University of Louisville neurologist Robert P. Friedland, M.D., raises concern about the safety of consuming farmed fish as it might pose health risk. He told that farmed fish could transmit Creutzfeldt Jakob disease–commonly known as mad cow disease–if they are fed byproducts rendered from cows. The news force the government to appeal the regulators to ban feeding cow meat or bone meal to fish until the safety of this common practice can be confirmed.
According to Friedland this has not been proven that fish can transmit the disease to humans. He further said that the practice of feeding rendered cows to fish should be prohibited. It is told that creutzfeldt Jakob disease is an untreatable, universally-fatal disease that can be contracted by eating parts of an animal infected with bovine spongiform encephalopathy (BSE or mad cow disease).
The risk of transmission of BSE to humans who eat farmed fish would appear to be low because of perceived barriers between species.
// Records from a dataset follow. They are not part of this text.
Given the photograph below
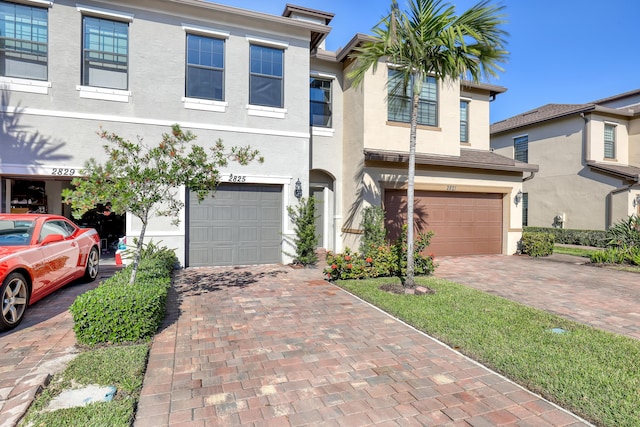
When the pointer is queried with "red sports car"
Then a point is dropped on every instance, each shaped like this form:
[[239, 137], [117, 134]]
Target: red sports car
[[38, 255]]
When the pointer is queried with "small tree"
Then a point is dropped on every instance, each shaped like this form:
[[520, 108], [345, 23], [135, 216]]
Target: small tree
[[144, 180], [375, 235], [304, 225]]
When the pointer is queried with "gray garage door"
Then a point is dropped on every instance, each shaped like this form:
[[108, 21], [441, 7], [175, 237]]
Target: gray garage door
[[240, 225]]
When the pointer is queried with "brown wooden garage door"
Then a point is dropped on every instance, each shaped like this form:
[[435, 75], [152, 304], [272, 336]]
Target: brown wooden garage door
[[463, 223]]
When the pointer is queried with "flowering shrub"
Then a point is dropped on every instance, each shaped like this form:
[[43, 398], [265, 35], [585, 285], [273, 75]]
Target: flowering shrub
[[383, 260]]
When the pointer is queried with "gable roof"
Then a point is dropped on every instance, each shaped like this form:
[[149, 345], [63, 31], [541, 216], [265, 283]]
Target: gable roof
[[468, 158], [555, 111], [631, 173]]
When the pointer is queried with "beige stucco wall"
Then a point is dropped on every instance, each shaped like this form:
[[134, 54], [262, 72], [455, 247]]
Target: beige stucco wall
[[634, 142], [445, 179], [380, 134], [564, 184], [596, 131], [479, 120]]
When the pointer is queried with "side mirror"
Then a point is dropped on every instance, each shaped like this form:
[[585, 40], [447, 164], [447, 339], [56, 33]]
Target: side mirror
[[52, 238]]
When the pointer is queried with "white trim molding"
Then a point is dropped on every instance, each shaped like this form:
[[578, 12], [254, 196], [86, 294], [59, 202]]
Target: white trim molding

Scientists said that there is possibility for a disease to be spread by eating a carrier that is not infected itself. However, no cases of Creutzfeldt Jakob disease have been linked to eating farmed fish. This does not assure that feeding rendered cow parts to fish is safe. The incubation period of these diseases may last for decades, which makes the association between feeding practices and infection difficult, said Friedland.